In the United States, ~341,000 hip fractures occur each year and the frequency of hip fractures doubles every 5-6 years after sixty years old. The American Academy of Orthopedic Surgeons provide guidelines for providers managing hip fractures over the age of 65, which is not only supported by strong evidence, but also helpful in the Subacute Rehab / Long Term Care setting. One of these recommendations includes the ‘use of cephalomedullary device is recommended for the treatment of patients with subtrochanteric or reverse obliquity fractures.’ The article included highlights the type of fixation device best utilized for treatment.
During my Long Term Care rotation, I saw numerous patients each week who were admitted to the Subacute Rehab facility for physical therapy and occupational therapy following surgical fixation of a hip fracture. These patients required care and planning following their discharge and the surgical fixation type was an important aspect of that planning. Reading the patients hospital charts prompted me to look into the various ways these fractures were treated and I was surprised to see how many patients had intertrochanteric hip fractures. In my reading, I learned there are several ways intertrochanteric fractures are treated and tailored my research to reflect that fracture type.
One patient in particular prompted this search as the hospital chart repeatedly referenced the ‘CM Nail.’ I knew these nails existed, but in my mind, I always thought when there was a hip fracture the preferred method was partial or complete arthroplasty, which is not always the case. The article found that the CM nail or cephalomedullary nail ’emerged as the preferred construct, with majority of surgeons believing that CM nail is easier to use, associated with improved outcomes, or is biomechanically superior to a sliding hip screw.’ What I found to be very interesting in this article (and something that the authors addressed) is that these practices reflect more personal experience than evidence-based medicine.
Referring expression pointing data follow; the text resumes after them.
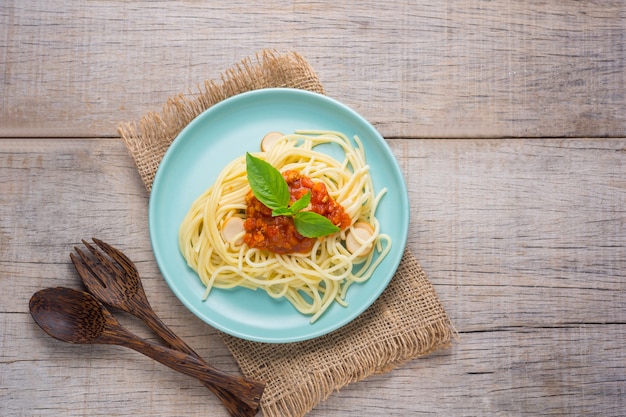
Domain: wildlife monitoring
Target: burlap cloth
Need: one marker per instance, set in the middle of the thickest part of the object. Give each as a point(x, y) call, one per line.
point(406, 322)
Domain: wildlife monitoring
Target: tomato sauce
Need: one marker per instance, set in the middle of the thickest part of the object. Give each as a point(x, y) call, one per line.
point(278, 234)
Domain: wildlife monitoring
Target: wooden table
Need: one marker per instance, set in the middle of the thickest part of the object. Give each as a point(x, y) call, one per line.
point(507, 118)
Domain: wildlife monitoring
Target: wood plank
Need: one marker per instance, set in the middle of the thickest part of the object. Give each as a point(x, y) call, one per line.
point(413, 68)
point(523, 240)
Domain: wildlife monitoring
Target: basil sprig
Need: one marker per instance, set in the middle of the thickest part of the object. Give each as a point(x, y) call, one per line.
point(271, 189)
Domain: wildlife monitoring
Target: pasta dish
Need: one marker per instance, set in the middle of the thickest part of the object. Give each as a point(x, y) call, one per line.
point(231, 238)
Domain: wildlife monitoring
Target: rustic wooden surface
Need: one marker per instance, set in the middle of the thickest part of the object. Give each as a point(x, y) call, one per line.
point(520, 223)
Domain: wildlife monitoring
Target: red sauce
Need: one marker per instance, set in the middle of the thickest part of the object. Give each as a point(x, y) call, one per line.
point(278, 234)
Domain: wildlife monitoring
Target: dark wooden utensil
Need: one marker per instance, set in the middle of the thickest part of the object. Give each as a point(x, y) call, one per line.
point(77, 317)
point(115, 281)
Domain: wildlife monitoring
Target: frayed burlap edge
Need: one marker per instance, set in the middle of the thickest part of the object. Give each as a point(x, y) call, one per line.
point(148, 139)
point(406, 322)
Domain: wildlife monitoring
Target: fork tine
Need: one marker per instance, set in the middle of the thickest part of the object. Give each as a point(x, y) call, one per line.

The researchers addressed the use of the CM nail and sliding hip screws in both a teaching hospital as well as in a non-academic setting. The evidence found that the CM nail is the dominant approach regardless of experience level or practice setting. I found this particularly interesting because a majority of the surgeons included in this study practiced with the CM nail, even though they were trained with the sliding nail. It shows that as their practice evolves they work with the treatment modality that they believes to provide the best outcomes for their patients, which may skew the results.
The article concludes, although, the CM nail is used more frequently, there is no definitive ‘best practice’ for the treatment of hip fractures. Patients who undergo surgery to treat an intertrochanteric fracture have similar outcomes regardless of intervention. Both the CM nail and the sliding hip screw lead to are equivalent healing and outcomes for patients. As medicine continues to evolve, it is essential that there are ‘better defined roles of sliding hip screws and cephalomedullary nails’ to ensure providers give the highest level of care and patients have the best outcomes following an intertrochanteric fracture.